グラッシーと名乗る男は、下卑た笑みを浮かべているが目つきは鋭く、体は引き締まっていた。戦い方といい、見た目といい、どれもウーブには受け入れ難く、すぐに嫌悪感を抱いた。

「ピッコロさん。俺に戦わせて下さい。こいつを見てると虫唾が走るんです」
「分かった。だが油断するなよ」

ピッコロは、ヤムチャが居る所まで後退したが、ウーブが異常に興奮しているので、少し不安を感じていた。先程のヤムチャとの会話以降、ウーブは不機嫌だったので、ここに来て嫌いなタイプのグラッシーを見て、その苛立ちは更に募っていた。
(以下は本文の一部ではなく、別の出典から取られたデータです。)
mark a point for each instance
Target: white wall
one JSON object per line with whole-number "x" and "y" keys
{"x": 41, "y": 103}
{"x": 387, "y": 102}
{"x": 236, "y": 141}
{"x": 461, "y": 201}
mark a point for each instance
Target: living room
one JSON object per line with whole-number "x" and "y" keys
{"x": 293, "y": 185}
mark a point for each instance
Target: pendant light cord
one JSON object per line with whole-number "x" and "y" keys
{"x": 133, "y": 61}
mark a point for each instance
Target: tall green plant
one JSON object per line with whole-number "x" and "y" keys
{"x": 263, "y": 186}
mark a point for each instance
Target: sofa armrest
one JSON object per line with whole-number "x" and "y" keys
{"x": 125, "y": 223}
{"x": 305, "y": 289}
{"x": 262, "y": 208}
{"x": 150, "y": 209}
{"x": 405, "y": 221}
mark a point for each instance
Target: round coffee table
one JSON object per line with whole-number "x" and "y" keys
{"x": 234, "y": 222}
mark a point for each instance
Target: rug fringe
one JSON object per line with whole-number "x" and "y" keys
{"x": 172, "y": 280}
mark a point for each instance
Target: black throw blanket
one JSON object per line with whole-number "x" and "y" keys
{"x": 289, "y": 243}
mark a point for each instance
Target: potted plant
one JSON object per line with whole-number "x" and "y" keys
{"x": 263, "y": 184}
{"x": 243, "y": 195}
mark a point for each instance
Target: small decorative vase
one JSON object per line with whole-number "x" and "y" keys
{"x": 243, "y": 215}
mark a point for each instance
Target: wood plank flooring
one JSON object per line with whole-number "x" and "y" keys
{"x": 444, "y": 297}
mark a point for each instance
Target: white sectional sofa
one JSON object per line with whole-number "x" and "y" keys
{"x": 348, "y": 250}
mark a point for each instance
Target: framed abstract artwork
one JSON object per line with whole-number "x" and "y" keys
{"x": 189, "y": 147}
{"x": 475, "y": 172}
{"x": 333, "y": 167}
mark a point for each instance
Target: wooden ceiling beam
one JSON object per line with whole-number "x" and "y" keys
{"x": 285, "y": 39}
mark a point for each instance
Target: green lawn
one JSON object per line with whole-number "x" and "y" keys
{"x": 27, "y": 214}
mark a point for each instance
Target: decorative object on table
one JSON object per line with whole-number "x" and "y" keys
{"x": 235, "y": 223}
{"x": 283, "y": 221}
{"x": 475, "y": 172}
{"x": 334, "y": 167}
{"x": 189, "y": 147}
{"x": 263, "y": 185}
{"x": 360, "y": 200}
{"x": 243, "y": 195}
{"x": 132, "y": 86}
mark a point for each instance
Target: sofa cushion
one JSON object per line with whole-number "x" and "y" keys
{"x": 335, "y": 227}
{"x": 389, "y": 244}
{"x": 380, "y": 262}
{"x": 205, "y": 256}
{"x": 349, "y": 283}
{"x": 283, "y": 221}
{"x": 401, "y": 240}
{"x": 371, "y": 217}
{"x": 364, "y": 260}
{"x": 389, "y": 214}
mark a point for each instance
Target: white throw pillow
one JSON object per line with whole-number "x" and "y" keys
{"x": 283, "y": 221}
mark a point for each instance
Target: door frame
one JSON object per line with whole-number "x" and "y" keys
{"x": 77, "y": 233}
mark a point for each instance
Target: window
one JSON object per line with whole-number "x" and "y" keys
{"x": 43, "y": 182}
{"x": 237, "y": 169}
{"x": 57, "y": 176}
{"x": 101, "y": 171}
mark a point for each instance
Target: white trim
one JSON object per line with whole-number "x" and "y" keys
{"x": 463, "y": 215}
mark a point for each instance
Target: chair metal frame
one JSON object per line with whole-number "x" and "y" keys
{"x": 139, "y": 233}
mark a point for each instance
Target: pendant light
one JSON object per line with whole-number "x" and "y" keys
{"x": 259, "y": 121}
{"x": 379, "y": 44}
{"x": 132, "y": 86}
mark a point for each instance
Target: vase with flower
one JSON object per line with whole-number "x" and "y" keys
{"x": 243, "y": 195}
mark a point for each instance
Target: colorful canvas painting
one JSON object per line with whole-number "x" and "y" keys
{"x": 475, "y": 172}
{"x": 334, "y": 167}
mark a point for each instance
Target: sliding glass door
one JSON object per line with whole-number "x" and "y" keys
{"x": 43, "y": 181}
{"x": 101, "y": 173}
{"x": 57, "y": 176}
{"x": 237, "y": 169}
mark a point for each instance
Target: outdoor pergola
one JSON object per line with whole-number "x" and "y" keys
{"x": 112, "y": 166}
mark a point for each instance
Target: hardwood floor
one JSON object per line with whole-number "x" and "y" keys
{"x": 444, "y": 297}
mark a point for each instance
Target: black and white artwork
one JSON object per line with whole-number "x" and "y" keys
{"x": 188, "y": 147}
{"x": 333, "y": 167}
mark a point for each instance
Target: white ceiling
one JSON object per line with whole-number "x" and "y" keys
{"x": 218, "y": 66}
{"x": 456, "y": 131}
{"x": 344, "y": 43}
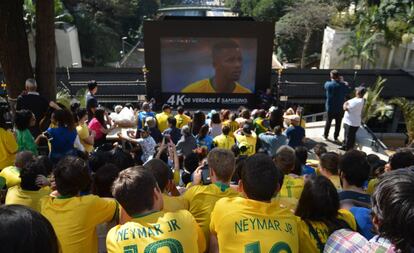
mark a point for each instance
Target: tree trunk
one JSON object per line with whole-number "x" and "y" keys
{"x": 305, "y": 49}
{"x": 14, "y": 49}
{"x": 46, "y": 48}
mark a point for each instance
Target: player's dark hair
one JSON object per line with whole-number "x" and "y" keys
{"x": 160, "y": 170}
{"x": 134, "y": 190}
{"x": 224, "y": 44}
{"x": 22, "y": 119}
{"x": 260, "y": 177}
{"x": 103, "y": 179}
{"x": 71, "y": 176}
{"x": 329, "y": 161}
{"x": 355, "y": 168}
{"x": 393, "y": 205}
{"x": 319, "y": 202}
{"x": 24, "y": 230}
{"x": 401, "y": 159}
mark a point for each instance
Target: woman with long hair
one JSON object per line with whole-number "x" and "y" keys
{"x": 99, "y": 125}
{"x": 64, "y": 139}
{"x": 318, "y": 208}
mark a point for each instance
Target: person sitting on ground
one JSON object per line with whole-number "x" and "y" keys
{"x": 232, "y": 123}
{"x": 162, "y": 118}
{"x": 301, "y": 158}
{"x": 328, "y": 167}
{"x": 215, "y": 125}
{"x": 172, "y": 130}
{"x": 155, "y": 133}
{"x": 224, "y": 140}
{"x": 144, "y": 114}
{"x": 75, "y": 217}
{"x": 246, "y": 140}
{"x": 319, "y": 213}
{"x": 28, "y": 193}
{"x": 99, "y": 125}
{"x": 8, "y": 144}
{"x": 64, "y": 139}
{"x": 354, "y": 172}
{"x": 202, "y": 198}
{"x": 285, "y": 159}
{"x": 10, "y": 176}
{"x": 204, "y": 140}
{"x": 182, "y": 119}
{"x": 272, "y": 141}
{"x": 24, "y": 230}
{"x": 392, "y": 212}
{"x": 187, "y": 143}
{"x": 295, "y": 133}
{"x": 254, "y": 223}
{"x": 164, "y": 177}
{"x": 25, "y": 119}
{"x": 261, "y": 123}
{"x": 137, "y": 191}
{"x": 86, "y": 137}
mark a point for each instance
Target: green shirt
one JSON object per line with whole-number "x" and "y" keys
{"x": 25, "y": 141}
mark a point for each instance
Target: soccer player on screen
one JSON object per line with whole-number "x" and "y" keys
{"x": 227, "y": 63}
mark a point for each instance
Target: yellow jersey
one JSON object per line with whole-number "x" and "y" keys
{"x": 201, "y": 200}
{"x": 248, "y": 141}
{"x": 11, "y": 176}
{"x": 292, "y": 186}
{"x": 224, "y": 141}
{"x": 308, "y": 243}
{"x": 204, "y": 86}
{"x": 182, "y": 120}
{"x": 246, "y": 225}
{"x": 371, "y": 185}
{"x": 162, "y": 121}
{"x": 83, "y": 133}
{"x": 233, "y": 126}
{"x": 8, "y": 148}
{"x": 172, "y": 203}
{"x": 157, "y": 232}
{"x": 75, "y": 219}
{"x": 16, "y": 195}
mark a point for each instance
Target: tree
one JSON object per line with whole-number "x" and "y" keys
{"x": 46, "y": 48}
{"x": 301, "y": 22}
{"x": 14, "y": 50}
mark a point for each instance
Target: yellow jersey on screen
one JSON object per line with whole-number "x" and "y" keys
{"x": 205, "y": 86}
{"x": 157, "y": 232}
{"x": 245, "y": 225}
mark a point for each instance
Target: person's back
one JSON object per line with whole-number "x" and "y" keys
{"x": 254, "y": 224}
{"x": 150, "y": 230}
{"x": 75, "y": 217}
{"x": 202, "y": 198}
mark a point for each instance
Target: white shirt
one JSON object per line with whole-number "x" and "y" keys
{"x": 352, "y": 116}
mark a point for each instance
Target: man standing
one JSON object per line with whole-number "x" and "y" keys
{"x": 91, "y": 101}
{"x": 352, "y": 118}
{"x": 336, "y": 92}
{"x": 32, "y": 101}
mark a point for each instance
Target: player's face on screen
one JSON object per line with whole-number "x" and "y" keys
{"x": 229, "y": 63}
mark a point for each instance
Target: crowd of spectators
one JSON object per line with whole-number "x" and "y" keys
{"x": 181, "y": 181}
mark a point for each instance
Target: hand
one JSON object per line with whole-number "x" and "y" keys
{"x": 197, "y": 175}
{"x": 42, "y": 181}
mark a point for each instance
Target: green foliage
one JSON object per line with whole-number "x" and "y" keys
{"x": 374, "y": 105}
{"x": 407, "y": 109}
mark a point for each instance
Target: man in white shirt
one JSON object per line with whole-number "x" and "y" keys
{"x": 352, "y": 118}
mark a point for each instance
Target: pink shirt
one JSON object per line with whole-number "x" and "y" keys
{"x": 94, "y": 125}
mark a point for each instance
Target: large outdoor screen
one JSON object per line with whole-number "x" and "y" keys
{"x": 208, "y": 65}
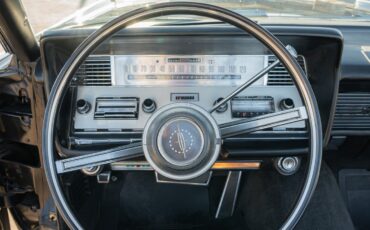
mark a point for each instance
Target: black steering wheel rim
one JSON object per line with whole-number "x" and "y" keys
{"x": 121, "y": 22}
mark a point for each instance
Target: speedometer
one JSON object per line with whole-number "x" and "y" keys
{"x": 185, "y": 70}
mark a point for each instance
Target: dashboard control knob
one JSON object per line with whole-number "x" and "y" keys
{"x": 223, "y": 107}
{"x": 149, "y": 105}
{"x": 83, "y": 106}
{"x": 287, "y": 165}
{"x": 286, "y": 103}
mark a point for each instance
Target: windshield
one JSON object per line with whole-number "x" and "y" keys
{"x": 71, "y": 13}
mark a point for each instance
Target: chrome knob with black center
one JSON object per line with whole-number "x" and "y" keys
{"x": 181, "y": 141}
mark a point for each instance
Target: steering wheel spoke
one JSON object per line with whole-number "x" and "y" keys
{"x": 263, "y": 122}
{"x": 99, "y": 158}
ウーブは魔人と化すと、グラッシーに飛び掛かった。そして、激しく攻め立てた。最初はウーブの攻撃を防いでいたグラッシーだったが、次第にウーブの動きに付いて行けなくなり、何度も打撃を浴びせられた。未知の敵と戦う場合、最初は力を抑えて様子見するのがセオリーだが、ウーブはそれを無視し、初っ端から全力で戦っていた。冷静さを欠いて戦っているウーブを見て、どうしても不安を拭えないピッコロは、このまま戦いが終わってくれる事を願っていた。

ところが、グラッシーの目が急に光り、ウーブの攻撃が止まってしまった。異変に気付いたピッコロは、ウーブに向けて大声で呼びかけたが、ウーブからは何の反応も無かった。明らかにウーブの様子がおかしかった。ウーブが応答しないので、ピッコロはグラッシーに怒声で問い掛けた。

「貴様!ウーブに何をした?」
「この男は、俺の催眠術に掛かった。もうこの男は、俺の命令しか聞かない操り人形となった。今からその証拠を見せてやろう。おい。右手を上に挙げろ」

グラッシーに命令されたウーブは、素直に右手を上に挙げた。たったこれだけの動作だが、ピッコロが状況を理解するには充分だった。根が正直なウーブが、敵を欺く為に、わざと挙手したとは思えない。つまり現在のウーブは、本当に操られていた。ピッコロは大きなショックを受けた。

このグラッシーという男は、元々催眠術を使えたが、ドクター・スパインに改造される事により、その威力は更に高められ、今では相手の目を見ただけで、その人を催眠状態にするのが可能となっていた。ウーブがそれを知らなかったとしても、もう少し慎重になって戦っていれば、敵の罠に陥らなかったかもしれない。ウーブの軽率さが招いた悲劇であった。

「それでは次の命令を与えるか。おい。あの男を殺せ」

グラッシーはピッコロを指差して、ウーブに殺すよう指示すると、ウーブはピッコロの方に振り返った。ピッコロはこの時、催眠術に掛けられたウーブの顔を初めて見たが、目つきが空ろで、表情が暗く、普段のウーブの表情とは明白に違っていた。そして、グラッシーの傀儡となったウーブは、ピッコロとヤムチャの居る所まで飛んで来たので、ヤムチャは悲鳴を上げた。

「ピ、ピッコロ。俺を頼りにするなよ」
「元より、お前を戦力とは思っていない。くっ、まさかこんな事になろうとは・・・」

むざむざ殺される訳にはいかないので、ピッコロはターバンとマントを脱ぎ捨てて身構えた。ピッコロとウーブによる仲間同士の戦いが、今まさに始まらんとしていた。